A friend just sent this to me...
(It's US of A, but still appropriate)
WHY MEN ARE NEVER UNHAPPY:
Men Are Just Happier People-- What do you expect from such simple creatures.
Your last name stays put. The garage is all yours. Wedding plans take care of themselves. Chocolate is just another snack. You can be President. You
can never be pregnant. You can wear a white T-shirt to a water park. You can wear NO shirt to a water park. Car mechanics tell you the truth. The
world is your urinal.... You never have to drive to another gas station restroom because this one is just too icky. You don't have to stop and
think of which way to turn a nut on a bolt. Same work, more pay. Wrinkles add character. Wedding dress $5000. Tux rental-$100. People never stare at
your chest when you're talking to them. New shoes don't cut, blister, or mangle your feet.
One mood all the time.
Phone conversations are over in 30 seconds flat. You know stuff about tanks.
A five-day vacation requires only one suitcase... You can open all your own jars. You get extra credit for the slightest act of thoughtfulness. If
someone forgets to invite you, he or she can still be your friend.
Your underwear is $8.95 for a three-pack. Three pairs of shoes are more than enough. You almost never have strap problems in public. You are unable to
see wrinkles in your clothes. Everything on your face stays its original color.. The same hairstyle lasts for years, maybe decades.
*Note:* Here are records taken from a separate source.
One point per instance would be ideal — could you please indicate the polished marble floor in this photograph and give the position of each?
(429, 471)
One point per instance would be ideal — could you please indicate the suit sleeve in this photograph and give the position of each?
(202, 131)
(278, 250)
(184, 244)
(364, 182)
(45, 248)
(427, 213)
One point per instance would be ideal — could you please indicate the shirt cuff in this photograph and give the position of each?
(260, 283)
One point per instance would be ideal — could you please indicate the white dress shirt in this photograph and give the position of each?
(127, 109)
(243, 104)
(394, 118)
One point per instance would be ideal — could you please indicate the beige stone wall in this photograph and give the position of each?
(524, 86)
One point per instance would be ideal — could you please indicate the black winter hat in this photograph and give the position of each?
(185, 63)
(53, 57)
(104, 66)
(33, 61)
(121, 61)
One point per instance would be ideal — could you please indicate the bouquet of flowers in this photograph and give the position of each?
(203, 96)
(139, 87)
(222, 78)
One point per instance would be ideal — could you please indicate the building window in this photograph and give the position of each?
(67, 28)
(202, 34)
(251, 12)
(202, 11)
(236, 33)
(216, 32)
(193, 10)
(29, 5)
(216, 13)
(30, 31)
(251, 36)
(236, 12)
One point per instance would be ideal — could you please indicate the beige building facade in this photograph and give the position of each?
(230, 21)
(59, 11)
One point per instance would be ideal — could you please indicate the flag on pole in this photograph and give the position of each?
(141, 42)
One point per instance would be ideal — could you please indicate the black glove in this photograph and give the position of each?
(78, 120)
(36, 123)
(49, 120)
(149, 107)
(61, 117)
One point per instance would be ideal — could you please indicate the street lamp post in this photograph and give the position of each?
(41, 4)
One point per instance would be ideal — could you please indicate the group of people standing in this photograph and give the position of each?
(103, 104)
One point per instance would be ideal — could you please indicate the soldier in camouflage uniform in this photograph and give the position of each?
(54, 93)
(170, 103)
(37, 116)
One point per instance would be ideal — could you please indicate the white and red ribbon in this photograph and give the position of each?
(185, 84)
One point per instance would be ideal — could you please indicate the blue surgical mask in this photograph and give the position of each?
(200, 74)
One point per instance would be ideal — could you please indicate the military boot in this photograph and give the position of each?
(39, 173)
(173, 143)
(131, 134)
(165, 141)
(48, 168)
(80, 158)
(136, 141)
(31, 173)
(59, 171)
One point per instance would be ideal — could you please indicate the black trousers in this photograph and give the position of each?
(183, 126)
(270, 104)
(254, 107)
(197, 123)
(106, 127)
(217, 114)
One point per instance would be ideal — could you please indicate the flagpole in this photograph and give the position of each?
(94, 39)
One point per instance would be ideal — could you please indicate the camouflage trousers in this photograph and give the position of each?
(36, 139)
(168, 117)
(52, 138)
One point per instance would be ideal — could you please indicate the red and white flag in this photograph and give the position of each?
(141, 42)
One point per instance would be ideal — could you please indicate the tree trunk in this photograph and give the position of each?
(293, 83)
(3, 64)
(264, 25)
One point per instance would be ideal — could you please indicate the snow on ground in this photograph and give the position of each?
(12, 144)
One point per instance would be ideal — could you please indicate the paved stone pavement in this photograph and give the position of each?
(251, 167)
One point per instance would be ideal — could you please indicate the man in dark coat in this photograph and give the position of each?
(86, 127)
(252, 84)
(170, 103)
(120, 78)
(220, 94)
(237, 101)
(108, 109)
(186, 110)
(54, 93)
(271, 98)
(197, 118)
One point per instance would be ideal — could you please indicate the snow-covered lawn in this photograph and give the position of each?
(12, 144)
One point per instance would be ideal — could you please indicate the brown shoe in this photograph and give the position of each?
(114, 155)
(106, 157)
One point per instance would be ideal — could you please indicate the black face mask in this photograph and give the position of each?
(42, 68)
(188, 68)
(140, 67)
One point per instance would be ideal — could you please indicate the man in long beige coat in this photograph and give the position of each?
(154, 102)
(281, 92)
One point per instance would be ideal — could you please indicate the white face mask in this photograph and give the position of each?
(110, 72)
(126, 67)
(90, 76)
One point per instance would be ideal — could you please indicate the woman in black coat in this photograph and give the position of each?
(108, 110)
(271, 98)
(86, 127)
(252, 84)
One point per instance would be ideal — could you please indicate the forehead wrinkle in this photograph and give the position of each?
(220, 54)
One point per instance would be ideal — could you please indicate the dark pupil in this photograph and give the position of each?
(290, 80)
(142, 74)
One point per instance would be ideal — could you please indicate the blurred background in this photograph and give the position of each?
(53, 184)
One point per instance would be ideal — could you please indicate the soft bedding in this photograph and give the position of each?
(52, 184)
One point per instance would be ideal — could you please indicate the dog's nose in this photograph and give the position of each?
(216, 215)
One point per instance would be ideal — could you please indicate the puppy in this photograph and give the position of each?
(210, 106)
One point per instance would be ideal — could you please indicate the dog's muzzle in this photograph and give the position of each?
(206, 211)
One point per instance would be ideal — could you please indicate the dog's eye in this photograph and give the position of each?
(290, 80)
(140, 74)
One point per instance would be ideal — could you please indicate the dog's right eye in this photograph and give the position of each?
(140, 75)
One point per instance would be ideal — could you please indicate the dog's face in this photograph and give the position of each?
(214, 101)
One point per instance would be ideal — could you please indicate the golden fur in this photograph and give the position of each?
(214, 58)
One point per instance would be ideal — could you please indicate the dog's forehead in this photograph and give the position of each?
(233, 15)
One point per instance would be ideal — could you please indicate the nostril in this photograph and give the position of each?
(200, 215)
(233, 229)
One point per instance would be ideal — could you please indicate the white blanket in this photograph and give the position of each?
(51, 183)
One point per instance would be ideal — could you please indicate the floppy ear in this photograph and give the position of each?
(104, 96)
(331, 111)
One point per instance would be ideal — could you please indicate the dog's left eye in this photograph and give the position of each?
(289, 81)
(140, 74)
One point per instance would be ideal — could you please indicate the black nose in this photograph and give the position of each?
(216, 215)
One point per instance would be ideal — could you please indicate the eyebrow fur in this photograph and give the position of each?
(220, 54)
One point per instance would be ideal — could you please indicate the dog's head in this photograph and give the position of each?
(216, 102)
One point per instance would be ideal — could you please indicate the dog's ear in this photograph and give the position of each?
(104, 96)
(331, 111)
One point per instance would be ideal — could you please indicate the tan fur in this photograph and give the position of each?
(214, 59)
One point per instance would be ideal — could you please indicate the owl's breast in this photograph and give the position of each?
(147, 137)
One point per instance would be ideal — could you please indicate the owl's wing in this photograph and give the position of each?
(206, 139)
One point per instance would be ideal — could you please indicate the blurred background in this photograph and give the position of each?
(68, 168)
You only have to
shave your face and neck.
You can play with toys all your life. One wallet and one pair of shoes -- one color for all seasons. You can wear shorts no matter how your legs look.
You can do your nails with a pocket knife. You have freedom of choice concerning growing a moustache.
You can do Christmas shopping for 25 relatives on December 24 in 25 minutes.
No wonder men are happier.
[Edited on 22/12/09 by David Jenkins]
how true
I have to think about which way to turn a bolt, bloody left hand threads...
Tutor wasn't happy when I told him I'd been putting all my weight on it
One reason left out above, is that we don't think about these things, we just get on with it.
Aye but in return we have to shave daily (generally. This is the mans period!) and the big one... testicles are on the outside and should never ever be kicked, kneed or flicked. Not even in jest!
a real man shaves weekly
quote:
Originally posted by JoelP
a real man shaves weekly
quote:
Originally posted by JoelP
a real man shaves weekly
Aye! A real man NEEDS to shave daily or he'll get a boot up his arris at work!
I last shaved in... when was it... somewhere around 1969 or 1970!
I decided when I was 17 or 18 that shaving was a stupid way to start the morning.
My wife and kids have never seen me clean-shaven!
I need to shave daily otherwise a) I feel like I've just woke up all day and b) the next time I do it it hurts like hell (it grows pretty
quickly)
Also when I have stubble I look like a homeless person apparently
quote:
Originally posted by mistergrumpy
Aye! A real man NEEDS to shave daily or he'll get a boot up his arris at work!
I shave once a week, because of I'm further up the evolutionary pole from apes and the cost of blades pi**ses me off - I make a 5 pack last a
year
ATB
Simon
use the lady shave in the shower, it has a bigger handle to grip in the wet.